Searching for common sense in politics

Tuesday, December 20, 2016

Past American Presidents Warned Us About Ourselves

In 2016, America is bitterly divided. That is without question. But, as I wrote last week, America has always been divided, to varying degrees. Much of the division can be attributed to radical partisanship, which has existed since the time of our very first president. And because it is partisanship that decides who our president is, we are always led by a person (so far always a man) who buys into the partisan extremes. We simply go from one extreme to the other.

We didn't have to be this divided
There have been a few (very few) instances of our president trying to warn us about ourselves. I can think of two instances in particular. In both, the president making the "common sense" plea to us was on his way out of office, and therefore did not have to worry about winning any more elections. With the burden of partisanship removed, they were able to freely express their concerns to us.

But we didn't listen, because we only hear what we want to hear.

The only president who was not chosen by party politics was our first, George Washington. But even before he left office, partisanship had begun to take hold in the country. As he prepared to leave the President's Mansion (the White House was not yet finished), he saw the dangers of partisan bickering, and he warned the nation that pursuing that path would lead to major problems.
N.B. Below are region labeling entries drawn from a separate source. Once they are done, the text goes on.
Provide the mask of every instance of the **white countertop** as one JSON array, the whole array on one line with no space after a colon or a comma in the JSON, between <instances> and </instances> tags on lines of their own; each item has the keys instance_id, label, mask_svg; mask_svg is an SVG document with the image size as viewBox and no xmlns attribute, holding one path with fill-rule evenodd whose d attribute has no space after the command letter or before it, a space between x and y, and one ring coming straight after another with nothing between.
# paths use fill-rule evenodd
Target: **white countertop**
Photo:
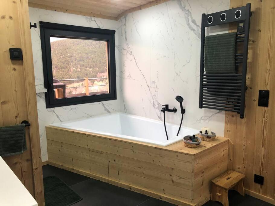
<instances>
[{"instance_id":1,"label":"white countertop","mask_svg":"<svg viewBox=\"0 0 275 206\"><path fill-rule=\"evenodd\" d=\"M0 205L37 205L33 196L1 157Z\"/></svg>"}]
</instances>

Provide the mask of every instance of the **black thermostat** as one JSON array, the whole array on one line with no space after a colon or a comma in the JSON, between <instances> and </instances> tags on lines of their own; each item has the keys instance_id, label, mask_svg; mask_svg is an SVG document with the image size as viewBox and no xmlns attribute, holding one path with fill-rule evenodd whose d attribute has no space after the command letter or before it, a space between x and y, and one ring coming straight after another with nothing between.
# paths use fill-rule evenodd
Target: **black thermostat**
<instances>
[{"instance_id":1,"label":"black thermostat","mask_svg":"<svg viewBox=\"0 0 275 206\"><path fill-rule=\"evenodd\" d=\"M10 57L11 59L23 60L22 50L20 48L10 48Z\"/></svg>"}]
</instances>

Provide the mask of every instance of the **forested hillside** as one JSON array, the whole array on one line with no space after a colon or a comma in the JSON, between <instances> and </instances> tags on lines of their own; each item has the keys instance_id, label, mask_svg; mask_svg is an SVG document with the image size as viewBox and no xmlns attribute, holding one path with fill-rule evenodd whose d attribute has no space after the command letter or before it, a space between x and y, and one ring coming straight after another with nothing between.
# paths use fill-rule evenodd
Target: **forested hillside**
<instances>
[{"instance_id":1,"label":"forested hillside","mask_svg":"<svg viewBox=\"0 0 275 206\"><path fill-rule=\"evenodd\" d=\"M72 39L51 42L53 78L61 79L105 76L106 43Z\"/></svg>"}]
</instances>

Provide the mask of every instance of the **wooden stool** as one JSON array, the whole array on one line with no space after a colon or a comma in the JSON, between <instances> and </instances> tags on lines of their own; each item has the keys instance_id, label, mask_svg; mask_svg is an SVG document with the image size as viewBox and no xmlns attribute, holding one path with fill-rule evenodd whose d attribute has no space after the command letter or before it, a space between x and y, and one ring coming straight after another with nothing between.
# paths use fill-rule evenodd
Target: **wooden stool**
<instances>
[{"instance_id":1,"label":"wooden stool","mask_svg":"<svg viewBox=\"0 0 275 206\"><path fill-rule=\"evenodd\" d=\"M245 195L244 175L229 170L212 180L211 200L221 203L224 206L229 206L228 190L232 189Z\"/></svg>"}]
</instances>

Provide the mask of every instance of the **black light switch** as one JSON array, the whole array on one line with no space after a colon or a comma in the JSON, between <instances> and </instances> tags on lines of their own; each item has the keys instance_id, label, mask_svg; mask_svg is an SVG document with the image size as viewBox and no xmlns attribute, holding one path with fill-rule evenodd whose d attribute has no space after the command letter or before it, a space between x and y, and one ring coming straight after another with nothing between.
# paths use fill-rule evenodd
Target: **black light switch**
<instances>
[{"instance_id":1,"label":"black light switch","mask_svg":"<svg viewBox=\"0 0 275 206\"><path fill-rule=\"evenodd\" d=\"M268 106L269 99L269 90L259 90L258 106Z\"/></svg>"},{"instance_id":2,"label":"black light switch","mask_svg":"<svg viewBox=\"0 0 275 206\"><path fill-rule=\"evenodd\" d=\"M254 182L262 185L264 184L264 177L254 174Z\"/></svg>"},{"instance_id":3,"label":"black light switch","mask_svg":"<svg viewBox=\"0 0 275 206\"><path fill-rule=\"evenodd\" d=\"M20 48L10 48L10 57L11 59L23 60L22 49Z\"/></svg>"}]
</instances>

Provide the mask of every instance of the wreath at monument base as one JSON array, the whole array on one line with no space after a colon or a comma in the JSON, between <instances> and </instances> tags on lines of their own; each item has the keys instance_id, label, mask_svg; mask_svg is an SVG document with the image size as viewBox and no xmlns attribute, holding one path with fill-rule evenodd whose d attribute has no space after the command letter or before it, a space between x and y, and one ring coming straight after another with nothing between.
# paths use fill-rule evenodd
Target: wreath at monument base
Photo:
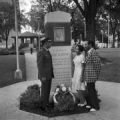
<instances>
[{"instance_id":1,"label":"wreath at monument base","mask_svg":"<svg viewBox=\"0 0 120 120\"><path fill-rule=\"evenodd\" d=\"M77 97L71 92L70 87L58 85L55 92L50 95L50 107L47 111L41 109L40 86L28 86L19 97L19 109L44 116L62 116L75 113L85 113L88 109L77 106Z\"/></svg>"},{"instance_id":2,"label":"wreath at monument base","mask_svg":"<svg viewBox=\"0 0 120 120\"><path fill-rule=\"evenodd\" d=\"M75 108L75 96L70 87L66 87L64 84L56 87L53 101L54 109L57 111L69 111Z\"/></svg>"}]
</instances>

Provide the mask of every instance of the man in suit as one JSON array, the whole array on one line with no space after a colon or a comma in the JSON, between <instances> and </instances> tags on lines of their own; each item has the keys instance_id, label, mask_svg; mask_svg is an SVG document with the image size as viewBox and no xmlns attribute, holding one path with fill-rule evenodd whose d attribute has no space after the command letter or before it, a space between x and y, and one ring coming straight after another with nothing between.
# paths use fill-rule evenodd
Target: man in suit
<instances>
[{"instance_id":1,"label":"man in suit","mask_svg":"<svg viewBox=\"0 0 120 120\"><path fill-rule=\"evenodd\" d=\"M100 75L101 61L94 48L94 41L88 41L88 52L85 60L84 69L84 81L87 83L87 103L91 107L90 111L99 110L99 102L97 98L95 83Z\"/></svg>"},{"instance_id":2,"label":"man in suit","mask_svg":"<svg viewBox=\"0 0 120 120\"><path fill-rule=\"evenodd\" d=\"M51 82L54 77L52 56L49 52L51 40L44 38L42 48L37 54L38 78L41 81L41 109L45 110L49 104Z\"/></svg>"}]
</instances>

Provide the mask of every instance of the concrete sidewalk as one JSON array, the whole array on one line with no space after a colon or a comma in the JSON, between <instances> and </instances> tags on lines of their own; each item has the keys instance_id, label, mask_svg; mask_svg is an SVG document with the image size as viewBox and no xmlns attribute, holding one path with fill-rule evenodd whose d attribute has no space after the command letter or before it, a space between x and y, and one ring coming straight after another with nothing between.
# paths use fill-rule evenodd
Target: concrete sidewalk
<instances>
[{"instance_id":1,"label":"concrete sidewalk","mask_svg":"<svg viewBox=\"0 0 120 120\"><path fill-rule=\"evenodd\" d=\"M21 82L0 89L0 120L48 120L47 117L19 110L19 96L39 80ZM49 118L50 120L120 120L120 84L97 82L101 109L97 112Z\"/></svg>"}]
</instances>

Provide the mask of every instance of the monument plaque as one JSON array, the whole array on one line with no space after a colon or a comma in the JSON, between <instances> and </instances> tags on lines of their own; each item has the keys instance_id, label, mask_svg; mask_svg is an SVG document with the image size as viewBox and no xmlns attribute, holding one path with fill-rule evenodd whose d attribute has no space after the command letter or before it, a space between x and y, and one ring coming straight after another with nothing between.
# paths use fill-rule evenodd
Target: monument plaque
<instances>
[{"instance_id":1,"label":"monument plaque","mask_svg":"<svg viewBox=\"0 0 120 120\"><path fill-rule=\"evenodd\" d=\"M58 84L71 85L71 16L56 11L45 16L45 34L53 41L50 52L53 58L54 76L52 90Z\"/></svg>"}]
</instances>

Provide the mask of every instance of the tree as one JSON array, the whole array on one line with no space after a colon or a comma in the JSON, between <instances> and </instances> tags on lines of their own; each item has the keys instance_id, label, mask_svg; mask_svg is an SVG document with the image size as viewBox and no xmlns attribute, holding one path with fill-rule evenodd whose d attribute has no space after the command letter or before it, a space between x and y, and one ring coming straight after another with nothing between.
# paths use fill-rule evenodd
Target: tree
<instances>
[{"instance_id":1,"label":"tree","mask_svg":"<svg viewBox=\"0 0 120 120\"><path fill-rule=\"evenodd\" d=\"M86 39L95 40L95 18L98 9L104 4L105 0L73 0L79 8L86 22Z\"/></svg>"},{"instance_id":2,"label":"tree","mask_svg":"<svg viewBox=\"0 0 120 120\"><path fill-rule=\"evenodd\" d=\"M0 3L0 34L6 41L8 47L8 36L11 29L14 28L14 7L9 3Z\"/></svg>"},{"instance_id":3,"label":"tree","mask_svg":"<svg viewBox=\"0 0 120 120\"><path fill-rule=\"evenodd\" d=\"M104 6L105 10L110 16L110 28L113 35L112 47L115 47L115 37L120 25L120 1L119 0L108 0L107 5Z\"/></svg>"},{"instance_id":4,"label":"tree","mask_svg":"<svg viewBox=\"0 0 120 120\"><path fill-rule=\"evenodd\" d=\"M17 9L18 30L22 24L23 14ZM8 36L12 29L15 28L15 11L14 5L8 2L0 3L0 35L6 41L6 48L8 48Z\"/></svg>"}]
</instances>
His warning is included in what is known as Washington's Farewell Address. It is chock full of great advice, none of which we took seriously. Here are some highlights:
Washington warned us to avoid partisanship


  1. Washington warned against political parties putting themselves ahead of the people. He said that they could lead to "the will of a party" being put before "the will of the nation." (Boy, don't we know it.
  2. One of his warnings is absolutely pertinent today as we deal with Russia's election tampering. He said that the "spirit of party...opens the door to foreign influence and corruption." Somebody should have told Putin's puppet Donald Trump and State Department for Sale Hillary Clinton about this.
  3. He also warned against accumulating debt. I don't think I need to explain how much we messed up that advice.
There are many more great nuggets of advice in the address. If we had listened to even some of them, perhaps our history wouldn't be defined by division and bickering.

Another president who warned us, on his way out of town, about our own worst tendencies was Dwight D. Eisenhower. In Eisenhower's Farewell Address, he told Americans to be wary of what he called the "military-industrial complex." He described this as the collaboration between our nation's military and the defense contractors who supply it. When taken together, they add up to a vastly powerful group that can influence public policy.

We ignored Ike's advice
The only evidence you need to see the truth of his warning is the wars that have taken place with little or no justification other than the might of our military.
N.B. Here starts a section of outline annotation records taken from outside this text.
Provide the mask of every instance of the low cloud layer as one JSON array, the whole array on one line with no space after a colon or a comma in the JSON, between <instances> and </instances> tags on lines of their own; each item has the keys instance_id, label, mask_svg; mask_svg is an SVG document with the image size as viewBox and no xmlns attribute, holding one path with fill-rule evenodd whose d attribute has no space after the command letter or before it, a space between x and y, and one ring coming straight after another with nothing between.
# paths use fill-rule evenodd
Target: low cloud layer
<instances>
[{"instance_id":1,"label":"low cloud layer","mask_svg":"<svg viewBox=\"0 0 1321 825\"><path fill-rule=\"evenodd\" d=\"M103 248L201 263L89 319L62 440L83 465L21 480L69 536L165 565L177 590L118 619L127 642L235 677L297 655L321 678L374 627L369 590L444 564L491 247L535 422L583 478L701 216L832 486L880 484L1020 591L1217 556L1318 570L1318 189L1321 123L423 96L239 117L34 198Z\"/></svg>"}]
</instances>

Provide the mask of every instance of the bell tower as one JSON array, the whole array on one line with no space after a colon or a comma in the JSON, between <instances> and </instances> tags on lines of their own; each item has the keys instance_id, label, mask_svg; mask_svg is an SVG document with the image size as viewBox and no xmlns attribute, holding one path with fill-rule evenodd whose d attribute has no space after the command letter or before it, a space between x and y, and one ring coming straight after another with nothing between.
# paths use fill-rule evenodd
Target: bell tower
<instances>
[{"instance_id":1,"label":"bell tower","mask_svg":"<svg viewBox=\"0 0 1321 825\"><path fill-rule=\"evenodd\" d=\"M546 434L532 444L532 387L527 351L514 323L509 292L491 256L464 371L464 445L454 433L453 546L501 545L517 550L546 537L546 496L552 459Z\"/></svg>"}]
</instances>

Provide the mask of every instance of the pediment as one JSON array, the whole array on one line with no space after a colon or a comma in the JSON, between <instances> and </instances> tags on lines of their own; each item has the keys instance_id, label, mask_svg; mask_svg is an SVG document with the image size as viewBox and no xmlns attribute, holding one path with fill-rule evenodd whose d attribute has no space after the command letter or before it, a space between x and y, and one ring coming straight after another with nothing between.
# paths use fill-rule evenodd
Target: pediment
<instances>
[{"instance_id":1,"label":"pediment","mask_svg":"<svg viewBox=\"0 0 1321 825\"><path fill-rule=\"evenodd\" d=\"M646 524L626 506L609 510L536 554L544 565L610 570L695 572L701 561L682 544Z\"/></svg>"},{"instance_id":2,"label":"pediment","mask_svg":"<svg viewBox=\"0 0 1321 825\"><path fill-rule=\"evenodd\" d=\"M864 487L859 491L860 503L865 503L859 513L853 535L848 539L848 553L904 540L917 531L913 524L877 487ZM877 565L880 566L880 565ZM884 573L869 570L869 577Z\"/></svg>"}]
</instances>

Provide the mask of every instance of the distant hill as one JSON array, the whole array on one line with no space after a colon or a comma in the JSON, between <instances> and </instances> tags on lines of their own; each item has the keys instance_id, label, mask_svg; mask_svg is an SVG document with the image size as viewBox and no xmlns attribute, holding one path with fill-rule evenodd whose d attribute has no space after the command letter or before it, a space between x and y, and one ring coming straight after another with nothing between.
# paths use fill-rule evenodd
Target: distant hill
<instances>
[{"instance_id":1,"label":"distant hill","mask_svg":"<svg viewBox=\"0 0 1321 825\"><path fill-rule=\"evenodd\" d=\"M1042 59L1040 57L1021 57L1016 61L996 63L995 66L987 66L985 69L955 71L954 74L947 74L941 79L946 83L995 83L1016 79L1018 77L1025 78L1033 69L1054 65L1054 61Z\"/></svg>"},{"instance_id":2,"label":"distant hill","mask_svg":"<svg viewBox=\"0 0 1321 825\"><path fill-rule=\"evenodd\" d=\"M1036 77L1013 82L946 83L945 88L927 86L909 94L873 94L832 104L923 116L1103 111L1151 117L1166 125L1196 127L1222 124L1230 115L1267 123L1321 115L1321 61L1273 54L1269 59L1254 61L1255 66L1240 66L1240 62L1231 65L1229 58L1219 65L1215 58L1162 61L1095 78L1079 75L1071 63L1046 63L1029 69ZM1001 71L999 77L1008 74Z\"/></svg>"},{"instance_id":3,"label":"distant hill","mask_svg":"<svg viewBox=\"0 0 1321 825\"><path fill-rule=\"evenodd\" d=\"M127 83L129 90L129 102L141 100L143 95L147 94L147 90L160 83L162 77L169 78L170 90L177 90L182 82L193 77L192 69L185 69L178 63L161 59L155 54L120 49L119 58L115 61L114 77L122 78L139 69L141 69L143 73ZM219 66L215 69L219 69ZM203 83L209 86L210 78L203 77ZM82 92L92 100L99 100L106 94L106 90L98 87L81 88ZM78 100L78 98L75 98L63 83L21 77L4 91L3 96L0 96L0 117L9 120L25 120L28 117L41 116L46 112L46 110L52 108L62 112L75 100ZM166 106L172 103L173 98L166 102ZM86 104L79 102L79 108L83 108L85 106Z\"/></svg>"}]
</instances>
In addition, Ike, like Washington, warned us against racking up massive public debts. Again, however, the greed of our government overtook common sense and we ignored his advice.

These instances of common sense from presidents points out a vicious "catch-22" that we find ourselves in. If a candidate for president spoke in the way these two men did in their final addresses, that candidate probably would not be elected, because the powerful parties would push them out. It's only when they had nothing left to lose that they could express their fears about our future, and by that time they were largely ignored.

It may not be too late, however, Maybe the deep divide present in 2016 will lead us to reevaluate our process. Maybe the partisan system will lose power and we will begin to listen to Washington's advice, only 220 years late. I doubt it will happen, but maybe there is a glimmer of hope.